UPDATE (Aug. 27): The Murray Police Department put out a press release today, identifying the driver as 33-year-old Holli Plunkett of Buchanan, Tennessee. The release confirmed that Plunkett was not injured in the crash.
MURRAY – If not for the heavy representation of first responders at the intersection of Ninth and Sycamore streets Friday night, a passerby might not have noticed the vehicle inside, what used to be, Hair Studio. While shattered glass littered the parking lot, the white blinds hung in the building’s large front windows were seemingly unscathed.
At noon on Saturday, the building was surrounded by caution tape, an orange sticker affixed to the door, marking the building condemned. Property owner Takina Bomar was on site.
Bomar said although someone put the sticker on the door early that morning, no one had told her that the building had been condemned, so she was still holding out hope that it was just a precautionary measure to keep people from going inside the building.
“They told us to take pictures for insurance purposes, and we’re about to board up the front to keep people from coming in,” she said, adding, “If you went in there, you’d be brave. It’s a mess. During the daylight hours, it looks a lot worse than it did last night.”
The ground floor was home to Bomar’s salon, where she works with eight other stylists.
“It was completely inside the building,” she said of the SUV. “It took out the front wall where our desk is, and the wall behind that and the shampoo bowls. At least everybody is OK, and it didn’t happen during the day when we were all here.”
“Patty – she’s one of the ladies who works here – she thought she was going to come to work this morning,” Bomar said, laughing. “She was like, ‘Oh it can’t be that bad. Surely, I can come in and work. I said, ‘You need to come look at this. There’s no power, no water.’”
As of press time, the Murray Police Department had not released information about the accident beyond a Facebook post asking drivers to avoid the area at 8:34 p.m. According to Bomar, the woman driving the vehicle had just gotten off work and was traveling south on Ninth Street. She explained that the driver, who was not injured in the crash, has a medical condition that causes her to black out.
“She said that she felt it coming on but didn’t get pulled over in time,” Bomar said. “A friend of mine saw every bit of it. He was texting me. He said, ‘She just didn’t stop; she was probably doing 25 or 30 miles an hour.’ It’s a miracle that she’s OK.”
While the salon was closed, at least one of the two tenants living in the apartments upstairs was home.
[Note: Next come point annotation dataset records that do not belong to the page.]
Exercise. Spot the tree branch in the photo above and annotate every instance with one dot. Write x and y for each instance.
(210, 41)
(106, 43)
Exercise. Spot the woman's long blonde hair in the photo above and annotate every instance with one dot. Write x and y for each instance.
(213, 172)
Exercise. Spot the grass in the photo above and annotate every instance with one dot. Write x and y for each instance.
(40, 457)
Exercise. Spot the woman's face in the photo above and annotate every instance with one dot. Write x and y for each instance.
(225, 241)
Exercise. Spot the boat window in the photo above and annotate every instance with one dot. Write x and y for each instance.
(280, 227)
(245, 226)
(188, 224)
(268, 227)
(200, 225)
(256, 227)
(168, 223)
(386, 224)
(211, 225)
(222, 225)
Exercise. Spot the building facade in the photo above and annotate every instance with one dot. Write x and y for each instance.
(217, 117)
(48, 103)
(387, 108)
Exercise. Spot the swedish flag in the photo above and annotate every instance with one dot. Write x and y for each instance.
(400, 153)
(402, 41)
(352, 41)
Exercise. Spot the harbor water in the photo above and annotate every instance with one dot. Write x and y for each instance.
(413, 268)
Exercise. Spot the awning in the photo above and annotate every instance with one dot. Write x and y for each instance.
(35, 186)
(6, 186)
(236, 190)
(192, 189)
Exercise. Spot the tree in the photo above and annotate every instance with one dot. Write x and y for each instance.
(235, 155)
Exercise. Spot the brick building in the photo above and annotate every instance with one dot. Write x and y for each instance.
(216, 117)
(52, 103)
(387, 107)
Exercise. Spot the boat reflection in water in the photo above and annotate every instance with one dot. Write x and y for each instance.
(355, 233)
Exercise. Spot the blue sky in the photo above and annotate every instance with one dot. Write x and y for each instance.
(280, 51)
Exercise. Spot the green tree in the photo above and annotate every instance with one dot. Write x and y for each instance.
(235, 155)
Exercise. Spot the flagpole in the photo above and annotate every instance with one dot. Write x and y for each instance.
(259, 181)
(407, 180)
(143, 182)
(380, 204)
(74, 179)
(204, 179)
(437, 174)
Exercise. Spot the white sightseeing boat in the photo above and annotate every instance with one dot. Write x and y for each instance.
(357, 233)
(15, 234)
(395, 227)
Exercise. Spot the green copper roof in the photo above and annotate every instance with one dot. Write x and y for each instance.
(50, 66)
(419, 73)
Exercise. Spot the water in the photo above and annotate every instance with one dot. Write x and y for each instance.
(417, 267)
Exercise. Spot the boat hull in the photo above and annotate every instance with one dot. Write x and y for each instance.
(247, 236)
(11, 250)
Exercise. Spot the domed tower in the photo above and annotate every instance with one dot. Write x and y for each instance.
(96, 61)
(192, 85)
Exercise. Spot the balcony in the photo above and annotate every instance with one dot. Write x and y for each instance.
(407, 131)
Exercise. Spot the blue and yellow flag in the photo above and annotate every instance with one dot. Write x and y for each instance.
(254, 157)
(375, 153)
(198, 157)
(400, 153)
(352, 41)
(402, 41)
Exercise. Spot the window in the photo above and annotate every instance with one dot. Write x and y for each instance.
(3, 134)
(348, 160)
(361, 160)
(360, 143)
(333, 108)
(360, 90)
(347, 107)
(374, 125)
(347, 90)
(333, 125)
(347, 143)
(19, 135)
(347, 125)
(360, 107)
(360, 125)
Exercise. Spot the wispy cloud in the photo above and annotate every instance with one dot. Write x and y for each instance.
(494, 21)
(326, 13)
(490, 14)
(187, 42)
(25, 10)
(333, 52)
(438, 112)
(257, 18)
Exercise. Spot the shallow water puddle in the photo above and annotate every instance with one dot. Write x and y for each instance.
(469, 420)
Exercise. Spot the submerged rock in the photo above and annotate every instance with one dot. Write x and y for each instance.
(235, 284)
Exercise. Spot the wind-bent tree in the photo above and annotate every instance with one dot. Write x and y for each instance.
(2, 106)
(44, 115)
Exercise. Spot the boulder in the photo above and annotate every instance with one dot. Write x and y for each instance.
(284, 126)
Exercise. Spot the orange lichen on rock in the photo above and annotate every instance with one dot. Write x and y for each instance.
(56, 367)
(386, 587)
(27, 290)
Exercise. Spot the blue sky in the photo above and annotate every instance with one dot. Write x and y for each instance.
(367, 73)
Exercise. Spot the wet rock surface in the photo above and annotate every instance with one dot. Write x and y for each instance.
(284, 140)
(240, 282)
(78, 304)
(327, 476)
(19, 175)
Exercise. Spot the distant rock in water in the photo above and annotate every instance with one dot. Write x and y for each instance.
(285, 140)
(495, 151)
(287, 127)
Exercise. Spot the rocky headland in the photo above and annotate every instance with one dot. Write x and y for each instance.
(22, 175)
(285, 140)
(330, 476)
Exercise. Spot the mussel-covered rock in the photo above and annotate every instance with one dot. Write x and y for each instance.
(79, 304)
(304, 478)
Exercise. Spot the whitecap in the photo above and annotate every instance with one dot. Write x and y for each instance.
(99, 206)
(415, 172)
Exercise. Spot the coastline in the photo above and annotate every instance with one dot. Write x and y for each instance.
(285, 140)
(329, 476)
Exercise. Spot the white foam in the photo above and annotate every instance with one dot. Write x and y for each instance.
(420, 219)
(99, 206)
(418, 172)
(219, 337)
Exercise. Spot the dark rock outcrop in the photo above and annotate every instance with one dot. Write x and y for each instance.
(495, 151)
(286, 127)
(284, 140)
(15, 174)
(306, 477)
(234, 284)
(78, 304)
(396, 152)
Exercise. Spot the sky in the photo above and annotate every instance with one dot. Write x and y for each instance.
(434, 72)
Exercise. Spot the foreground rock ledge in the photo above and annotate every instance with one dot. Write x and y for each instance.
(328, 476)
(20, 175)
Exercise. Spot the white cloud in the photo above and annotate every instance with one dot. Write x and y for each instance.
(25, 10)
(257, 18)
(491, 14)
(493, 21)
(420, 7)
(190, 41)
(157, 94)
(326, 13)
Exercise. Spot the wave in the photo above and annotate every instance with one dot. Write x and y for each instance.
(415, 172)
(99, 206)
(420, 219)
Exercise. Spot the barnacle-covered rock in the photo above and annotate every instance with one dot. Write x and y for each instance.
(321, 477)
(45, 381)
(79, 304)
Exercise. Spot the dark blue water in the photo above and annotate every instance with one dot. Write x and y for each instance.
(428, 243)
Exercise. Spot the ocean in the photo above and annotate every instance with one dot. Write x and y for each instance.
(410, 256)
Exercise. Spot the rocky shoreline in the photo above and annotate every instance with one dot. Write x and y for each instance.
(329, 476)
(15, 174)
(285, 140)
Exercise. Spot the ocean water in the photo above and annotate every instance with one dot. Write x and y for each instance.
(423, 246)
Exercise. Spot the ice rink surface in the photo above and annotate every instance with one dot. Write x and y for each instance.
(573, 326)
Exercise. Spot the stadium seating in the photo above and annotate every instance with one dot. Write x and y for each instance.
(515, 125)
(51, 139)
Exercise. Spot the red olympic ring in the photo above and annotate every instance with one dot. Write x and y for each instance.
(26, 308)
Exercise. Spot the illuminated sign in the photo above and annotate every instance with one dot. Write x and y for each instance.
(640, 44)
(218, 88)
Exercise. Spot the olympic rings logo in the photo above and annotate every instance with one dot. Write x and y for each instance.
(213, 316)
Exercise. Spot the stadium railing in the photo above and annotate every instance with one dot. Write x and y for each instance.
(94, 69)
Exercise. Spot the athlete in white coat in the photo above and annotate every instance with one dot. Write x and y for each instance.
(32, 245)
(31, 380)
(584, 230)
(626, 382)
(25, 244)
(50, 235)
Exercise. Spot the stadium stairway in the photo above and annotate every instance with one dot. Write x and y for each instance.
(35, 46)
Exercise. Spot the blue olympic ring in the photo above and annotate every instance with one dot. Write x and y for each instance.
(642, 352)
Bomar said they are staying at the Murray Inn and Art Gallery through the weekend, but she is concerned about what they will do now.
The apartments were furnished, so neither have furnishings readily available to put in a new apartment or home. She said she felt particularly bad for one of the tenants because they only recently moved to Murray and do not have a well-established support system here.
Bomar is also concerned about her coworkers. She said the stylists would like to stay together, but because of state oversight, it is not as simple as “just moving somewhere.”
“We have to have everything state-board inspected and state-board approved,” Bomar explained. “There has to be a plan in place before we can even begin (to think about opening) up somewhere else. There’s a salon that just went out a year or so ago, and it would be perfect; but it’s not set up.”
She said there is a space in front of Walmart where a salon went out of business a year or so ago that would be perfect, but it would take a while to get it set up for business. In the meantime, Bomar spent Saturday morning talking to other local salon owners to find places where everyone can go temporarily.
Excellent and timely article. Thanks, Jessica. This information was not publicly available anywhere else. Thanks to The Murray Sentinel for taking the initiative and writing the article. Looking forward to learning more about this situation.